I believe at this point the data is very trust worthy. However; there are still outside variables and possible even bias built into the data which cannot really be accounted for, but this is the case with all data and based off the data set we have we seem to have a accurate picture of what causes the insurance prices to go up or down.
This model addes in the controls for our last two variables region and chlidren to test if any are statistically significant.
model_with_health <- lm(charges ~ sex + age + smoker + bmi + children + region, data = insurance)
summary(model_with_health)
Call:
lm(formula = charges ~ sex + age + smoker + bmi + children +
region, data = insurance)
Residuals:
Min 1Q Median 3Q Max
-11304.9 -2848.1 -982.1 1393.9 29992.8
Coefficients:
Estimate Std. Error t value Pr(>|t|)
(Intercept) -11938.5 987.8 -12.086 < 2e-16 ***
sexmale -131.3 332.9 -0.394 0.693348
age 256.9 11.9 21.587 < 2e-16 ***
smokeryes 23848.5 413.1 57.723 < 2e-16 ***
bmi 339.2 28.6 11.860 < 2e-16 ***
children 475.5 137.8 3.451 0.000577 ***
regionnorthwest -353.0 476.3 -0.741 0.458769
regionsoutheast -1035.0 478.7 -2.162 0.030782 *
regionsouthwest -960.0 477.9 -2.009 0.044765 *
---
Signif. codes: 0 ‘***’ 0.001 ‘**’ 0.01 ‘*’ 0.05 ‘.’ 0.1 ‘ ’ 1
Residual standard error: 6062 on 1329 degrees of freedom
Multiple R-squared: 0.7509, Adjusted R-squared: 0.7494
F-statistic: 500.8 on 8 and 1329 DF, p-value: < 2.2e-16This picture becomes even clearer when we add on our last to variables, number of children and what region each person is from. We can see that from our P values all the added variables have signfcance except for our region north west which shows it doesn’t differ much from the reference region. While our RSE here is still over 6000 its much lower then our previous models and is more inline with what our data is showing.

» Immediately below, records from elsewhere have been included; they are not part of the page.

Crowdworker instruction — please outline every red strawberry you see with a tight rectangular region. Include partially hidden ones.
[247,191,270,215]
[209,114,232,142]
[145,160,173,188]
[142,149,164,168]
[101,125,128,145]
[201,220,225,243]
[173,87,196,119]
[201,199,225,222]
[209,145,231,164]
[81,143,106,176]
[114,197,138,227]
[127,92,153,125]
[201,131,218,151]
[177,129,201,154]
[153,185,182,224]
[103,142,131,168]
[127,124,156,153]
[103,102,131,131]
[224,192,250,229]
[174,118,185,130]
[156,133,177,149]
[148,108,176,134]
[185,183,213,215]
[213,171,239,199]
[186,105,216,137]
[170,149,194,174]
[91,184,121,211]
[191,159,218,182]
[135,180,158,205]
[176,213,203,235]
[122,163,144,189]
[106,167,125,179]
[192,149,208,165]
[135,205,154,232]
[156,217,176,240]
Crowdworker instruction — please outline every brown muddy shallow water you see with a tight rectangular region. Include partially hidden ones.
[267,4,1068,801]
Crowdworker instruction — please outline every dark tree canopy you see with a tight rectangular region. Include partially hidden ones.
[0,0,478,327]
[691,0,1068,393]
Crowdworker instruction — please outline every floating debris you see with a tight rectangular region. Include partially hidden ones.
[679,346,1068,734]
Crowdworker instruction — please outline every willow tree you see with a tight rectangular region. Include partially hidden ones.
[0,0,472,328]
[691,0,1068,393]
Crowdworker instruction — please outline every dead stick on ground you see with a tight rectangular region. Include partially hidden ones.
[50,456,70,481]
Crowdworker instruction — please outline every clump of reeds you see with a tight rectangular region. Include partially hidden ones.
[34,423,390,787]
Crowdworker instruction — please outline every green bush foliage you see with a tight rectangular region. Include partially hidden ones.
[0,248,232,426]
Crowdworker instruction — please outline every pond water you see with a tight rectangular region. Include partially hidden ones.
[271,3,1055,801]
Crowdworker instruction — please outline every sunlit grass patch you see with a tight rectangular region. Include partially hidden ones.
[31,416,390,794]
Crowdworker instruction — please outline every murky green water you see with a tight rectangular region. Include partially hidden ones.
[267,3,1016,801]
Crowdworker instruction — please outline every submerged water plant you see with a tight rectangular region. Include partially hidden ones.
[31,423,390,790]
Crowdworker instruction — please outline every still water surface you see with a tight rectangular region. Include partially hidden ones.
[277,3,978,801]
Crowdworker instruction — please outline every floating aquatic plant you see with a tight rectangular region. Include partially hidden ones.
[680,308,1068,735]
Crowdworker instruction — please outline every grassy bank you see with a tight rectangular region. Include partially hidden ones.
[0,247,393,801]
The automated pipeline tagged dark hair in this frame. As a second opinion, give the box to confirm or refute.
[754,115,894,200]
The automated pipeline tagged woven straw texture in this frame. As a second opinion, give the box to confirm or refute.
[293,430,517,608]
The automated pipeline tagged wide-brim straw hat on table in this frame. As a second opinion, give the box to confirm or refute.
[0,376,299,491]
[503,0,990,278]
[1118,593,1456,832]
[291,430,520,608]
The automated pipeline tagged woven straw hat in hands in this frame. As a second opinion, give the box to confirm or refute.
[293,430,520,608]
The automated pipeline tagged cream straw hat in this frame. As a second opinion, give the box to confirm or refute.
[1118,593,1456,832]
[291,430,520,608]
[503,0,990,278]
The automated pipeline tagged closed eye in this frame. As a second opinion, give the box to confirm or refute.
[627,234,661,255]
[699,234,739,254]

The other regions effected the cost but not as much as costs associated with your number of BMI or if they smoke. While the regions have an effect its realtivly small compared to your other variables so for the best of the model I feel omitting the regions would make for a clearer model. We also can see that each additional child increases you insurance costs by $475.5. For the best model I feel children should be included beucase of its large impact as well as statistical signifcance as shown by its small P value.
conclusion
Overall I beleve the shows paints a clear picture that gender does not provide evidence that men are charged significantly more for health insurance than women. This is supported by gender presenting a P value of 0.69 showing no statistical significant. In the early models it appeared that men were being charged more for insurance then women. But once the model was expanded apon by controlling for more variables we found that other factors affect the cost of insurance more. The most prominent predictors included smoking, BMI, children, and age. These factors affect the overall cost of insurace charges more then anything else with smoking being the most prominent variable that affects insurance charges
In conclusion the model has no evidence to support males insurace charges are greater based solely on gender, due to its large P value and other variables showing more significance then gender in the data set.